Data from the Statistical Institute of Jamaica (STATIN) reveal that the number of new marriages fell to their lowest ebb in 2018, reflecting a steady decrease from 21,692 ceremonies in 2009 to 16,792 last year.
And all indications are that the number will rise as divorces climb, according to the STATIN data.
“Other demographic information of interest was for marriages and divorces. During 2018, there was a decline in marriages and an increase in divorces,” said Carol Coy, STATIN’s director general, releasing findings from several national surveys carried out in the past year.
“There were 16,719 marriages registered in 2018, a decline of 4.8 per cent compared to the 17,561 recorded in 2017. The divorce rate for 2018 was 20.4 divorces per 100 marriages, compared to the rate of 16.4 divorces per 100 marriages for 2017,” continued Coy.
According to STATIN, in 2017, there were 17,411 marriages in comparison to 3,166 divorces, while in 2016, there were 17,609 marriages, compared to 2,146 divorces. In 2015, there were 18,373 marriages to 1,734 divorces, according to the government agency.
Some couples listed lack of communication, persons failing to live up to financial responsibility, extramarital affairs, partners not being honest about their whereabouts, partners growing apart, and age differences as some of the major factors for marriage failures.
Other reasons include incompatible sexual preferences, as well as migration and a breakdown because of long distance. Other persons just walked out of their relationship without disclosing the reason.

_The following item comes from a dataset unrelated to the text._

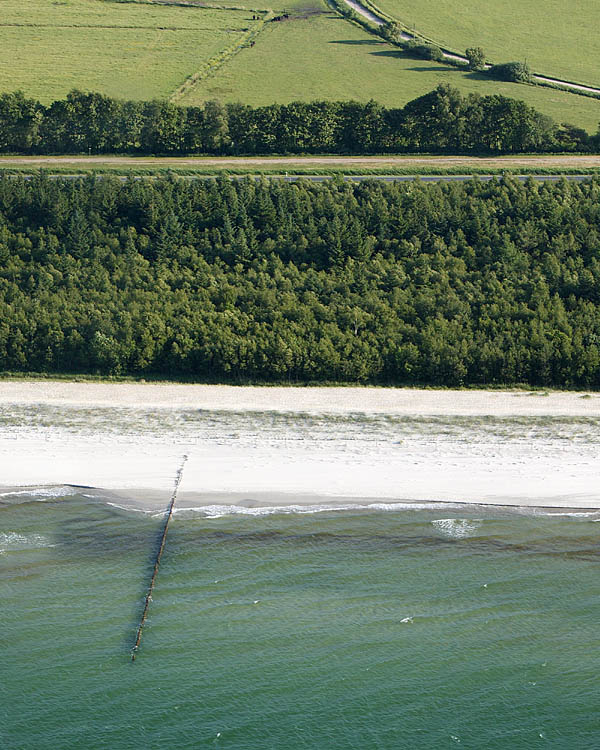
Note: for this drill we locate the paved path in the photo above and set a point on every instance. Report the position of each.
(380, 21)
(389, 162)
(347, 178)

In the meantime, counsellors have referred to the incidence of gender-based violence as one factor that has driven many young Jamaicans to shun lifelong commitment to one partner.

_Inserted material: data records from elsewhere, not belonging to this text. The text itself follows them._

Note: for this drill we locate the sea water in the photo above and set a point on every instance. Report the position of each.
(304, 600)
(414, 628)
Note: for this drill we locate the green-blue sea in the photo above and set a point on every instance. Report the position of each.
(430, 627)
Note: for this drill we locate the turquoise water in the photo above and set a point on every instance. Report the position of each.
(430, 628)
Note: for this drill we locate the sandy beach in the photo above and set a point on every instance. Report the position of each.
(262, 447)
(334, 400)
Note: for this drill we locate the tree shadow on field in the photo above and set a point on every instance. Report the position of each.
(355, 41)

Two weeks ago, 42-year-old Rouleene Clarke Gowans was shot dead by her estranged husband Patrick Gowans in front of their 12-year-old daughter on Waltham Park Road in St Andrew.
That followed the deaths of Suzanne and Gary Puranda, a common-law couple and residents of Chestervale Avenue in Kingston in March. The couple were reportedly arguing when Mr Puranda shot his spouse before turning the gun on himself.
“A lot of young people are finding marriage unattractive because they observe their own parents’ marriages and they do not like what they see. They don’t see them being happy, they hear them complain and they see the quarrels. They see marriages as a way of being trapped, and getting out of it can be expensive,” said Dr Barry Davidson, marriage and family therapist and chief executive officer of Family Life Ministries.
“And we have the divorces because people are getting married for the wrong purposes. Some people marry for romance, but then the romance dies, while another set of people see marriage as a contract; you have something that I need,” he said.
Carla Dunbar, CEO of Carla Dunbar Ministries and Counselling Care, agrees, explaining that younger Jamaicans tend to dwell on the negative aspects of marriage as opposed to the positives.
“They see the squabbles and the fights, and some of them come from broken homes, too, and because of these things that they are seeing, you find the scenario in Jamaica as it is,” said Dunbar, who recently launched a Grow Your Marriage Ministry, the first online marriage club aimed at working with married couples to improve their unions.
“Divorce should really be a last resort,” she added.
However, for Dr Orville Taylor, head of the Department of Sociology at The University of the West Indies, of more importance to him are not the marriage data, per se, but whether there has been a decrease in the number of stable unions.
“At no point at all in our modern existence as a post-slavery society has the majority of unions or family forms been based on official marriage. Eighty per cent of our children have been born outside of wedlock,” Taylor told The Sunday Gleaner.
The university lecturer posited that the decline in weddings might be linked to the empowerment of women, through greater access to higher education and increased focus on their careers, thus delaying lifelong commitment.
“I think a number of things would be related to a reduction in the marriage level. It is also connected to, ironically, the empowerment of women.
“We have seen increased participation of females in the labour force on one hand, we have also seen an increase in the amount of time women are taking before they have their first child, and there is the preponderant evidence of women spending more time in tertiary education and outpacing men,” he noted, explaining that Jamaican women are taking more control of their lives.